In the North, some of those promises have been scaled back. The Arctic is not yet the legacy project that Mr. Harper would prefer. He has yet to deliver a big-ticket item for the region in the way that, for instance, Progressive Conservative prime minister John Diefenbaker did. Mr. Diefenbaker ensured construction of the Dempster Highway, the 700-kilometre lifeline between the Klondike in Yukon and Inuvik in the Northwest Territories.

The challenge for Mr. Harper is that all of his big Northern deliverables – such as Arctic patrol vessels – face lengthy construction schedules after years of delay.

Now, he is more focused on skills-training cash for aboriginals; expanding the part-time military, the Canadian Rangers, by 1,000 soldiers; and offering money to promote wind power at a mining operation.

With about 100,000 people in the three territories he visits each August, there are few votes to be had. But championing Arctic sovereignty and strengthening the Northern economy is a Conservative bid to redefine the icons of patriotism in Canada – a shift from the Liberal-era talismans of health care, the Charter of Rights and peacekeeping.

Past visits have been prologue to a flurry of action. In 2008, most memorably, Mr. Harper returned from the North to trigger a federal election that won him a stronger plurality in the Commons.

But as he rebrands himself, the Prime Minister shows signs of retreating to the familiar. He lost Nigel Wright, a solid bridge to Bay Street, to the Senate scandal, and he is relying on Ray Novak, an aide for more than a decade, to fill the gap. Harper loyalist Jenni Byrne, a former PMO staffer famous for her emphasis on message control, is also expected to rejoin the Prime Minister's Office.

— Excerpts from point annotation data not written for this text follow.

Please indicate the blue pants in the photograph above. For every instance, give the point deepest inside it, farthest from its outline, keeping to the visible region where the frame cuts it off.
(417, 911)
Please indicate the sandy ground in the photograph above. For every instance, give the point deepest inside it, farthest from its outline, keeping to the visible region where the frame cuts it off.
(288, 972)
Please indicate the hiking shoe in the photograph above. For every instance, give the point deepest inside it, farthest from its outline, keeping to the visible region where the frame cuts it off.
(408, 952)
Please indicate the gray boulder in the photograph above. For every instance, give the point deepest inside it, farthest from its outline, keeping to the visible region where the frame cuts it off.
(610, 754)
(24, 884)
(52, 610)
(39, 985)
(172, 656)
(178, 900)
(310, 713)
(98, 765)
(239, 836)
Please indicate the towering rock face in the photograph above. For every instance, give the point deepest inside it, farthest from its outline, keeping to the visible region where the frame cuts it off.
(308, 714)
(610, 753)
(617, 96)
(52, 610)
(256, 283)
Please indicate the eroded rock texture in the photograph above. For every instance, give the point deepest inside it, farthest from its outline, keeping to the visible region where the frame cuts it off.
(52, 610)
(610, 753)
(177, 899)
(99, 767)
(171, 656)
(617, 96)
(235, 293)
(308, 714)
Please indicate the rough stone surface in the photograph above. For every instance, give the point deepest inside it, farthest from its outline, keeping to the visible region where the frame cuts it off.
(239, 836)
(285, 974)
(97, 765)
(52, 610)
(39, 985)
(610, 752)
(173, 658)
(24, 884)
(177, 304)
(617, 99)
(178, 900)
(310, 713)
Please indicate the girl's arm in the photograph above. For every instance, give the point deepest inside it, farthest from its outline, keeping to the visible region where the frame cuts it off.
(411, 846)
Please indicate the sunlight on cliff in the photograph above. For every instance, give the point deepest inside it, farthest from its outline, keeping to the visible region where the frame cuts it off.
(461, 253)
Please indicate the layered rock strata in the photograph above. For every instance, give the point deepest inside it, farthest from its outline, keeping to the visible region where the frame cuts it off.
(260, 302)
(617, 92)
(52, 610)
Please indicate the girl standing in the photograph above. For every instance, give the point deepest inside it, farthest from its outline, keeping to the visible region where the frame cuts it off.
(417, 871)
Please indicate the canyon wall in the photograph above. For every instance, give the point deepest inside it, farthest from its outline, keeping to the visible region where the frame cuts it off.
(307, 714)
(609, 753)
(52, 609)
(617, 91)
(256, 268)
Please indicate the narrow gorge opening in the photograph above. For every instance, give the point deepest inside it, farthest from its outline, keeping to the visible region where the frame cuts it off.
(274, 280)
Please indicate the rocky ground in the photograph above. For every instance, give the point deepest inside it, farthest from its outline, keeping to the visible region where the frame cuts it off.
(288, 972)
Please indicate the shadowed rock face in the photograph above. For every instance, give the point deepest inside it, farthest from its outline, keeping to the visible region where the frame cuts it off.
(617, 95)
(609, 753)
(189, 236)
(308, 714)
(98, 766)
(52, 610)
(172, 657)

The overriding political imperative in Ottawa will remain balancing the budget, though. The Conservatives need to run a surplus by 2015 to finance income tax breaks they promised in 2011 to deliver when Ottawa's books return to black. Tory strategists expect the government will announce the cuts when it returns to surplus, meaning that any rival party's political promises would require cancelling these Conservative tax breaks.

During this year's Northern trip, Mr. Harper was guarded about his plans for the fall, declining to go much beyond the subject at hand. He showed little enthusiasm for discussing the Senate, repeating the same old lines, for the most part. A revelation that he will hold off on more appointments was limited to a few sentences.

Conservative insiders , however, say the trip has come to serve more than just partisan purposes. The Prime Minster, an introvert, finds the trip to the remotest region of Canada a useful way to gird himself for the barrage in Parliament each fall. "It definitely clears his head," one Conservative said. "He's a solitary person. And this is a solitary place."